In one way, there is little apparent difference between conventional statistical approaches and
network approaches. Univariate, bi-variate, and even many multivariate descriptive statistical
tools are commonly used in the describing, exploring, and modeling social network data. Social
network data are, as we have pointed out, easily represented as arrays of numbers -- just like
other types of sociological data. As a result, the same kinds of operations can be performed on
network data as on other types of data. Algorithms from statistics are commonly used to
describe characteristics of individual observations (e.g. the median tie strength of actor X with
all other actors in the network) and the network as a whole (e.g. the mean of all tie strengths
among all actors in the network). Statistical algorithms are very heavily used in assessing the
degree of similarity among actors, and if finding patterns in network data (e.g. factor analysis,
cluster analysis, multi-dimensional scaling). Even the tools of predictive modeling are
commonly applied to network data (e.g. correlation and regression).

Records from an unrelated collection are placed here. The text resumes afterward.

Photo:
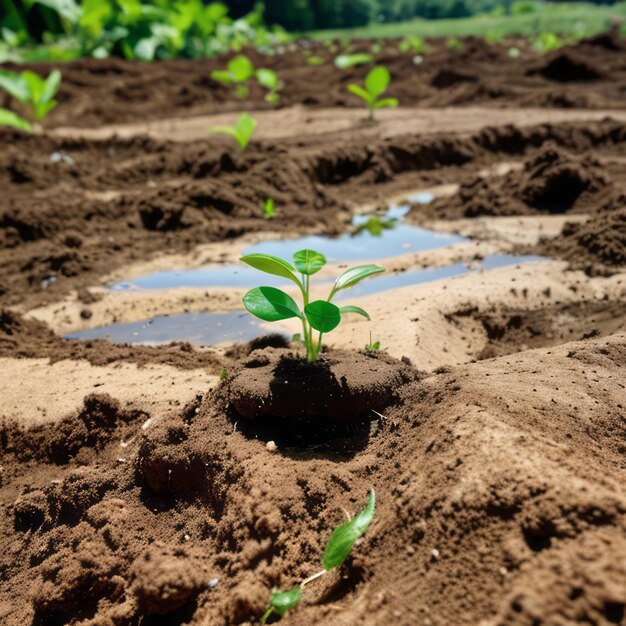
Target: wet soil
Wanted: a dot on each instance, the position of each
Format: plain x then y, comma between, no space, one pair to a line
497,454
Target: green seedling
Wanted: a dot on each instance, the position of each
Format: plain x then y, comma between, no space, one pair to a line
413,44
237,73
241,132
273,305
269,79
346,61
375,226
269,209
372,346
375,85
337,550
455,44
36,94
281,602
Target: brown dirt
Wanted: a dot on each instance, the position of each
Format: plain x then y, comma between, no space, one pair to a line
199,499
339,387
133,494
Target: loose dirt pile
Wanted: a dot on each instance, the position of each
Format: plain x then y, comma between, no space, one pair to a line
141,496
195,519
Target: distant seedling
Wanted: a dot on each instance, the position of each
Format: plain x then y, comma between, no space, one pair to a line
346,61
375,85
240,70
241,132
269,208
337,550
35,93
272,305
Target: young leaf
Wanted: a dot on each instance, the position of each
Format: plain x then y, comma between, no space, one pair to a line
386,103
8,118
360,92
323,316
267,78
343,537
245,127
241,68
355,309
270,304
377,81
345,61
271,265
309,262
15,85
281,602
352,276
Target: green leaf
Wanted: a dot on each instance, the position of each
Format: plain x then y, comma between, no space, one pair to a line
386,102
15,85
8,118
282,601
267,78
51,86
270,304
245,127
345,61
359,91
241,68
343,537
309,262
355,309
323,316
352,276
222,76
377,81
271,265
67,9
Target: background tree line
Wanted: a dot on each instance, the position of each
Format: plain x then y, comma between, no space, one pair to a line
303,15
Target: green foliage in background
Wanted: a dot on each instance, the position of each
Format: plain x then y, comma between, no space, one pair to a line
133,29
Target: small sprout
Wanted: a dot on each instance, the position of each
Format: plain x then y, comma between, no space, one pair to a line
273,305
269,79
269,209
375,85
346,61
455,44
281,602
241,132
344,536
372,346
13,120
33,91
239,71
413,44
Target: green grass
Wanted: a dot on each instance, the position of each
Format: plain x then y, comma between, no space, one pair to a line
569,19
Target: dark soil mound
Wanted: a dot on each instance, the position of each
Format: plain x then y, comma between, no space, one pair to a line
339,387
597,246
196,521
568,67
552,181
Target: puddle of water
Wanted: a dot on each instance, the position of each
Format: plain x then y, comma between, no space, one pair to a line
197,328
213,328
383,282
379,235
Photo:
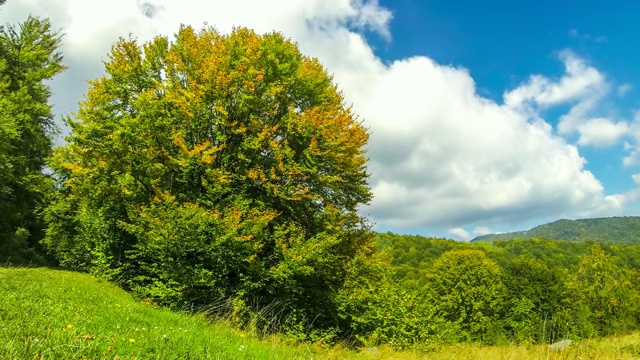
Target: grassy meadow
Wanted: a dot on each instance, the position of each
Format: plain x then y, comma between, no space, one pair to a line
52,314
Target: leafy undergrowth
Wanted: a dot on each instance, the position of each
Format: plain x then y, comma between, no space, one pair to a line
50,314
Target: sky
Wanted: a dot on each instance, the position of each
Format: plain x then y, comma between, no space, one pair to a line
485,117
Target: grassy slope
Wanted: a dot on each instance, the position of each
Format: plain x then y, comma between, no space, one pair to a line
48,314
65,315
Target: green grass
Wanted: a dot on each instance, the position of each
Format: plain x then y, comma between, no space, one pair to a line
50,314
53,314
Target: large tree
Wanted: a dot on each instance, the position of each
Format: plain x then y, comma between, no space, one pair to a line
28,57
215,166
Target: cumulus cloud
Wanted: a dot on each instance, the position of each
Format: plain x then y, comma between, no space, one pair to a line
442,156
460,233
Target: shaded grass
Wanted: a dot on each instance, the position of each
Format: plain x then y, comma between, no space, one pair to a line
51,314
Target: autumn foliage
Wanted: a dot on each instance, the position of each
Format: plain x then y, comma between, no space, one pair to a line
215,167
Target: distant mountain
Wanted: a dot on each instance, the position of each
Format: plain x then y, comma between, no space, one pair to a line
618,230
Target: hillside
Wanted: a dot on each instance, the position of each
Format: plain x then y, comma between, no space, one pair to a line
49,314
617,230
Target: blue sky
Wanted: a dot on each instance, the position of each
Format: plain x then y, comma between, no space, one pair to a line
503,42
489,116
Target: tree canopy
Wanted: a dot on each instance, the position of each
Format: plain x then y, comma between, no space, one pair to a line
28,57
214,166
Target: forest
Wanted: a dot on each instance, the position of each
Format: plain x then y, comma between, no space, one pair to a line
223,173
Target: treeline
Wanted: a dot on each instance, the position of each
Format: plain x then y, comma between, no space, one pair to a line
223,173
619,230
530,291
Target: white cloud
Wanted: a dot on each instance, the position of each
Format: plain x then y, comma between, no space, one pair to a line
460,233
441,155
602,132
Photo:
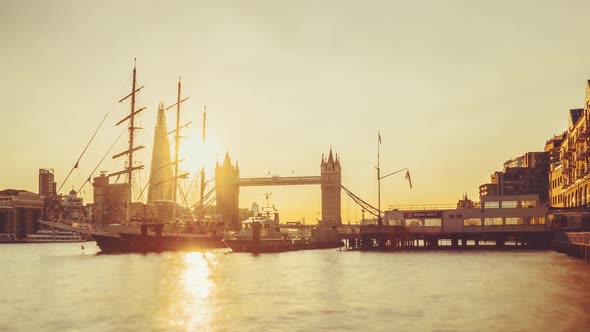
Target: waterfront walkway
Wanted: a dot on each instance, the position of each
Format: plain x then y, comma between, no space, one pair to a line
575,244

Descriptive statistical tools are really just algorithms for summarizing characteristics of the
distributions of scores. That is, they are mathematical operations. Where statistics really
become "statistical" is on the inferential side. That is, when our attention turns to assessing the
reproducibility or likelihood of the pattern that we have described. Inferential statistics can be,
and are, applied to the analysis of network data. But, there are some quite important
differences between the flavors of inferential statistics used with network data, and those that
are most commonly taught in basic courses in statistical analysis in sociology.
Probably the most common emphasis in the application of inferential statistics to social science
data is to answer questions about the stability, reproducibility, or generalizability of results
observed in a single sample. The main question is: if I repeated the study on a different sample
(drawn by the same method), how likely is it that I would get the same answer about what is
going on in the whole population from which I drew both samples? This is a really important
question -- because it helps us to assess the confidence (or lack of it) that we ought to have in
assessing our theories and giving advice.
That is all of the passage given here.